450 years later, James Fitzgerald, 20th Earl of Kildare, became the 1st Duke of Leinster in 1766.

James and his wife Emily Lennox (who was English, of Scottish and also Royal ancestry) were among Ireland's uppermost social establishment élite. Emily features in the writing of  Stella Tillyard, whose Aristocrats: Caroline, Emily, Louisa and Sarah Lennox 1740-1832 included Emily and became a BBC television series (Wikipedia here). Here's a portrait of Emily by Scottish artist Allan Ramsay:

James and Emily had 18 children – including two very contrasting boys.

• Their oldest surviving son, William Robert Fitzgerald (1749-1804), seems to have been the ultimate establishment man. William's entry in the Dictionary of Irish Biography describes him as 'somewhat pompous'. He was chosen as Grand Master of the freemasonic Grand Lodge of Ireland in 1770, and on 5 Feb 1783 he was one of the knights of the new Most Illustrious Order of St Patrick - which took upon itself his family crest, the red saltire 'Arms of Fitzgerald' as its insignia. Here he is:

• William had 'procured' the election to Parliament of his 14 years younger brother, James and Emily's fifth son, Edward Fitzgerald (1763–1798), in 1790. Two years later Edward became sympathetic to the French Revolution and also supported the new Society of United Irishmen, which sought to reform, but later to overthrow, Ireland's establishment of which his own family was such a key part. Edward eventually became a member of the United Irishmen in 1796. He was arrested in the early stages of their 1798 Rebellion, but died in Newgate Prison as a result of wounds sustained during that arrest.

(Stella Tillyard's biography of Edward Fitzgerald, entitled Citizen Lord, was published in 1998 on the 200th anniversary of his death.
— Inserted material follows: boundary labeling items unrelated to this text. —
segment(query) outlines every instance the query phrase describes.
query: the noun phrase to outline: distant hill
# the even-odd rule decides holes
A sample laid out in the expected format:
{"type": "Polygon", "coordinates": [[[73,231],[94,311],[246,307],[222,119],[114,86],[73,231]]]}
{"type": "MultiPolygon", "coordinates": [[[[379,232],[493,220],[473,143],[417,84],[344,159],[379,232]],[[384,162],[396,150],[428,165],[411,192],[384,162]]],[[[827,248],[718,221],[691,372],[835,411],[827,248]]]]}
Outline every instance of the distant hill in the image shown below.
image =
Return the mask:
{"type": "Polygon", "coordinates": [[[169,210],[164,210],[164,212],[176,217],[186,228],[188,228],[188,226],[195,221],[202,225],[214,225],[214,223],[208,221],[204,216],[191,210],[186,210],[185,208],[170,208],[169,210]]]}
Edward's life story was written by Thomas Moore, and also by Patrick Byrne in his 1955 book Lord Edward Fitzgerald). Here's Edward:

• In the aftermath of the failure of the 1798 Rebellion, on 31 December 1800 the Parliament of Ireland was abolished, and Ireland was governed from a new, combined, Parliament in London from 1st January 1801. The 'Arms of Fitzgerald' were incorporated into a new flag for the new administration, to represent the inclusion of Ireland within the previous design which had visually merged the pre-existing historic flags of both England and Scotland since 1606 (designed for the 'Union of the Crowns' when King James VI of Scotland also became King James I of England).

• A red flag with a white shield and red saltire might have been used by the Dublin Volunteers in the 1700s. There is a glimpse of this in a detail of the famous Francis Wheatley painting The Dublin Volunteers on College Green, 4th November 1779, said to be a commemoration of the birthday of King William III, and gathered around the statue of William which was there at that time.

Contemporary prints of the painting include a caption 'To His Grace William Robert Fitzgerald, Duke of Leinster & of the Kingdom of Ireland...' and the Fitzgerald coat of arms. He was a Colonel in the regiment.

• Coincidentally, the family crest of the boys' mother Emily Lennox Fitzgerald (whose roots trace back to the Lennox of Woodhead clan of Dumbartonshire in Scotland) was the very same design - a red saltire, sometimes with 'engrailed' lines, and also often depicted with four roses in the white quadrants. The badge of local football team Clydebank FC is based on it, but with four different locally-relevant emblems where the roses usually appear.